Allocution et réponses à la presse du Ministre russe des Affaires étrangères Sergueï Lavrov lors d'une conférence de presse conjointe à l'issue de son entretien avec Emmanuel Issoze Ngondet, Ministre gabonais des Affaires étrangères, de la Francophonie et de l'Intégration régionale, Moscou, le 18 mars 2015
Mesdames et Messieurs,
Nous venons de conclure, avec mon homologue gabonais Emmanuel Issoze Ngondet, un entretien très utile et substantiel.
Le Gabon est un partenaire prometteur de la Russie en Afrique, avec qui nous entretenons des relations traditionnellement amicales. Nous avons une vision commune, comme cela a été confirmé aujourd'hui, du développement de ces relations: il doit être réalisé sur une base équitable et mutuellement bénéfique, ce qui correspond parfaitement aux intérêts des populations de nos pays et contribue à assurer la paix et la stabilité sur le continent africain.
Nous avons évoqué l'état puis les perspectives de notre coopération bilatérale, et relevé un bon niveau de dialogue politique. Nous avons convenu de porter à ce niveau d'autres sphères de notre coopération, notamment sur le plan commercial et économique. Nous avons identifié des perspectives dans le domaine militaro-technique, les relations humanitaires et l'éducation, avant de noter que ces domaines se développaient rapidement. Nous avons convenu de soutenir l'intérêt des milieux commerciaux de nos pays pour établir et élargir les contacts, y compris pour analyser les perspectives de mise en œuvre de projets économiques et d'investissement au Gabon pour l'exploration, l'exploitation et le traitement d'hydrocarbures, dans le secteur des ressources minières et d'autres domaines.

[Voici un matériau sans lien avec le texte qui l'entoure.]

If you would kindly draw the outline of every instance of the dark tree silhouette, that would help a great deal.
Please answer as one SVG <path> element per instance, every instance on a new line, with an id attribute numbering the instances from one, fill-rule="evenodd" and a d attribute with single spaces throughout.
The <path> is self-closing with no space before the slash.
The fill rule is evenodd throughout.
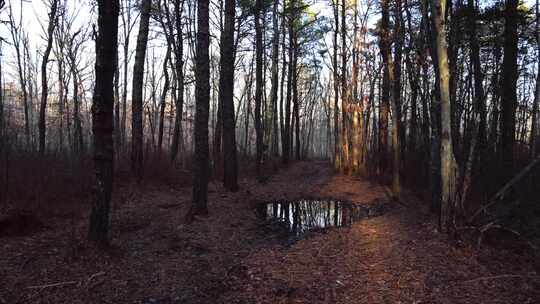
<path id="1" fill-rule="evenodd" d="M 193 163 L 193 201 L 190 217 L 208 214 L 208 112 L 210 108 L 210 29 L 208 0 L 197 6 L 197 55 L 195 59 L 195 155 Z"/>
<path id="2" fill-rule="evenodd" d="M 234 23 L 236 1 L 225 1 L 225 25 L 221 36 L 221 69 L 219 103 L 223 121 L 223 185 L 230 191 L 238 190 L 236 128 L 234 121 Z"/>
<path id="3" fill-rule="evenodd" d="M 98 1 L 96 82 L 92 100 L 96 184 L 88 238 L 102 245 L 108 243 L 113 186 L 113 78 L 115 54 L 118 51 L 118 14 L 118 0 Z"/>

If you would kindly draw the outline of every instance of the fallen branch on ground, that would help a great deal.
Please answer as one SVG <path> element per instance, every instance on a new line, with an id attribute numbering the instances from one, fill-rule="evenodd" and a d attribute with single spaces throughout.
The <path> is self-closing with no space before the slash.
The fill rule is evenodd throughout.
<path id="1" fill-rule="evenodd" d="M 45 289 L 50 287 L 63 287 L 68 285 L 76 285 L 79 282 L 77 281 L 67 281 L 67 282 L 60 282 L 60 283 L 54 283 L 54 284 L 45 284 L 45 285 L 37 285 L 37 286 L 28 286 L 26 289 Z"/>
<path id="2" fill-rule="evenodd" d="M 462 283 L 465 284 L 465 283 L 472 283 L 472 282 L 478 282 L 478 281 L 484 281 L 484 280 L 510 279 L 510 278 L 533 278 L 533 279 L 538 279 L 538 278 L 540 278 L 540 276 L 538 276 L 535 273 L 527 274 L 527 275 L 501 274 L 501 275 L 496 275 L 496 276 L 480 277 L 480 278 L 464 281 Z"/>
<path id="3" fill-rule="evenodd" d="M 523 168 L 523 170 L 521 170 L 516 176 L 514 176 L 514 178 L 512 178 L 508 183 L 506 183 L 499 191 L 497 191 L 497 193 L 495 193 L 495 195 L 491 197 L 487 204 L 478 209 L 469 218 L 468 222 L 472 223 L 478 215 L 480 215 L 482 212 L 486 211 L 486 209 L 502 200 L 506 192 L 511 189 L 515 184 L 517 184 L 517 182 L 519 182 L 522 178 L 524 178 L 538 164 L 540 164 L 540 154 L 536 156 L 536 158 L 534 158 L 533 161 L 530 162 L 525 168 Z"/>

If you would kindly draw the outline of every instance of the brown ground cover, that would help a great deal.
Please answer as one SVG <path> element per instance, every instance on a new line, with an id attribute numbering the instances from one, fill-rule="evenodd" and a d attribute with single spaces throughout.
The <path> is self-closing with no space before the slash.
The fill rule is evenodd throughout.
<path id="1" fill-rule="evenodd" d="M 238 193 L 212 183 L 210 216 L 183 224 L 190 188 L 124 186 L 115 193 L 112 244 L 85 239 L 87 217 L 0 237 L 3 303 L 539 303 L 526 252 L 449 241 L 414 197 L 382 216 L 284 244 L 255 204 L 324 197 L 386 199 L 369 181 L 299 162 Z"/>

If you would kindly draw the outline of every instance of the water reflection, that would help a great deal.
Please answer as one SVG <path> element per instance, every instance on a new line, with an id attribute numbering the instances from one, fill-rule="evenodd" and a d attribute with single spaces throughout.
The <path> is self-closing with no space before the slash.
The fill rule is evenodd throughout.
<path id="1" fill-rule="evenodd" d="M 279 221 L 295 235 L 329 227 L 350 226 L 355 220 L 351 203 L 336 200 L 277 201 L 262 204 L 259 215 L 264 220 Z"/>

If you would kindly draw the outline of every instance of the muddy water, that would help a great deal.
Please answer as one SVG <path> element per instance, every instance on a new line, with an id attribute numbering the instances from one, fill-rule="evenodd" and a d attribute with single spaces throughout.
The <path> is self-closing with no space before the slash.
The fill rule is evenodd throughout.
<path id="1" fill-rule="evenodd" d="M 289 236 L 300 237 L 310 231 L 347 227 L 353 222 L 384 213 L 387 202 L 377 200 L 353 204 L 339 200 L 275 201 L 260 204 L 258 216 L 268 224 L 286 229 Z"/>

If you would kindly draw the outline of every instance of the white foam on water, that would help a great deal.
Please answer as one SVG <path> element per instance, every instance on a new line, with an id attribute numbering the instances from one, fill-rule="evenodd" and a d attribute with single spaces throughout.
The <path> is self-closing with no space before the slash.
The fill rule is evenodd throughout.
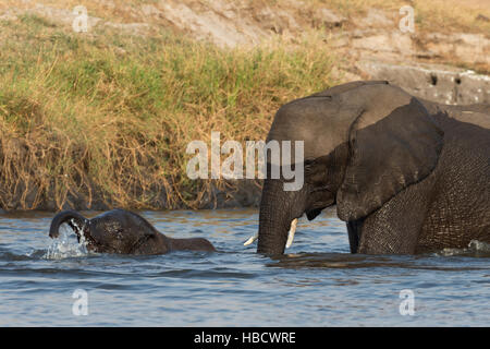
<path id="1" fill-rule="evenodd" d="M 83 229 L 77 227 L 81 232 L 79 242 L 72 228 L 69 225 L 63 224 L 59 229 L 59 237 L 52 239 L 52 243 L 49 245 L 48 251 L 44 255 L 46 260 L 63 260 L 69 257 L 85 256 L 88 254 L 87 241 L 83 234 Z"/>
<path id="2" fill-rule="evenodd" d="M 453 256 L 453 255 L 487 255 L 490 254 L 490 243 L 478 240 L 471 240 L 466 249 L 444 249 L 438 252 L 437 255 Z"/>

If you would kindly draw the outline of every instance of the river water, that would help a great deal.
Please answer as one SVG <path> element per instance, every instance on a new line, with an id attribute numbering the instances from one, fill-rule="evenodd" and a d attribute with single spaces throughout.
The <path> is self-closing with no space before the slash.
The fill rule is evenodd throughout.
<path id="1" fill-rule="evenodd" d="M 91 217 L 97 213 L 83 213 Z M 489 326 L 490 249 L 417 256 L 348 253 L 328 210 L 299 219 L 287 254 L 243 242 L 256 209 L 140 212 L 219 252 L 87 253 L 48 238 L 52 213 L 0 215 L 0 326 Z"/>

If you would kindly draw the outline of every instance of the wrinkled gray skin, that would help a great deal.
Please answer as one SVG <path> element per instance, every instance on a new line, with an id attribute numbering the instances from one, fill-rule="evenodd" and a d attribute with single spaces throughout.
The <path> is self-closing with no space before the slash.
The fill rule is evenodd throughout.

Nous nous sommes entendus pour poursuivre l'accueil de citoyens gabonais dans les universités russes. Le nombre de bourses entièrement sollicitées a augmenté et nous avons évoqué aujourd'hui l'élévation du quota de bourses de l’État pour les citoyens de ce pays.
Nous avons également soulevé des questions internationales. Nos points de vue sur les problèmes d'actualité coïncident: nous sommes convaincus de la nécessité d'actions collectives pour régler tous les conflits sur la base du droit international en respectant le rôle central de l'Onu et l'identité des peuples dans diverses régions du monde.

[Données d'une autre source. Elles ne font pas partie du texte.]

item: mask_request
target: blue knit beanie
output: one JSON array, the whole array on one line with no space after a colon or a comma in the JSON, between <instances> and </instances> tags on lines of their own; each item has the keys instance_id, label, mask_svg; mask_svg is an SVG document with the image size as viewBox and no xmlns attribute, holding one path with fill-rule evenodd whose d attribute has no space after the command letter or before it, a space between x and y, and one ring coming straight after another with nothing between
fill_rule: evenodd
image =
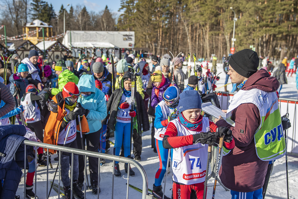
<instances>
[{"instance_id":1,"label":"blue knit beanie","mask_svg":"<svg viewBox=\"0 0 298 199\"><path fill-rule=\"evenodd\" d=\"M28 70L28 66L26 64L21 63L18 67L18 73L28 71L29 71L29 70Z\"/></svg>"},{"instance_id":2,"label":"blue knit beanie","mask_svg":"<svg viewBox=\"0 0 298 199\"><path fill-rule=\"evenodd\" d=\"M176 99L179 96L177 89L174 86L170 86L162 94L164 99L169 101Z\"/></svg>"},{"instance_id":3,"label":"blue knit beanie","mask_svg":"<svg viewBox=\"0 0 298 199\"><path fill-rule=\"evenodd\" d=\"M38 53L35 50L31 50L29 51L29 56L28 57L30 59L30 57L33 56L38 56Z\"/></svg>"},{"instance_id":4,"label":"blue knit beanie","mask_svg":"<svg viewBox=\"0 0 298 199\"><path fill-rule=\"evenodd\" d=\"M202 99L197 91L185 91L179 96L180 100L178 107L180 112L192 108L202 109Z\"/></svg>"},{"instance_id":5,"label":"blue knit beanie","mask_svg":"<svg viewBox=\"0 0 298 199\"><path fill-rule=\"evenodd\" d=\"M118 62L116 67L116 71L117 73L123 73L128 70L128 64L126 59L121 59Z\"/></svg>"}]
</instances>

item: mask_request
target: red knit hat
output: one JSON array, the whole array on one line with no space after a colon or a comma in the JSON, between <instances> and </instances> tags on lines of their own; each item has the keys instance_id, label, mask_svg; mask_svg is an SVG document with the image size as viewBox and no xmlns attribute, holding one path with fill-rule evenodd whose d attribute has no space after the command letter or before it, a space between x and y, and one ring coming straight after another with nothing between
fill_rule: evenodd
<instances>
[{"instance_id":1,"label":"red knit hat","mask_svg":"<svg viewBox=\"0 0 298 199\"><path fill-rule=\"evenodd\" d=\"M34 85L30 84L28 84L26 87L26 93L29 92L32 92L33 93L37 93L37 88L36 86Z\"/></svg>"},{"instance_id":2,"label":"red knit hat","mask_svg":"<svg viewBox=\"0 0 298 199\"><path fill-rule=\"evenodd\" d=\"M73 95L78 96L80 94L77 86L73 82L69 82L63 87L62 95L64 98L70 97Z\"/></svg>"}]
</instances>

Nous nous sommes penchés sur la situation en Afrique. Nous apprécions la participation active du Gabon aux processus d'intégration en Afrique centrale et aux efforts de maintien de la paix des Africains et de l'Onu sur le continent. Nous estimons (et nos collègues et amis gabonais ont apprécié cette position) que les Africains doivent eux-mêmes choisir les solutions politiques pour régler les conflits qui perdurent sur le continent, et la tâche de la communauté internationale consiste à soutenir les efforts de l'Union africaine et des organisations subrégionales. Au Conseil de sécurité des Nations unies, la Russie soutiendra toujours cette approche dans le travail sur la stabilisation de la situation dans les points chauds en Afrique. Nous continuerons de contribuer au renforcement du potentiel de paix des États africains, y compris en formant des casques bleus dans les centres de notre pays, ainsi qu'en aidant à équiper les contingents africains de maintien de la paix.
Nous avons fortement apprécié les efforts du Gabon pour assurer la sécurité dans le golfe de Guinée. Nos visions coïncident en ce qui concerne le renforcement de l'arsenal juridique international pour lutter contre la piraterie.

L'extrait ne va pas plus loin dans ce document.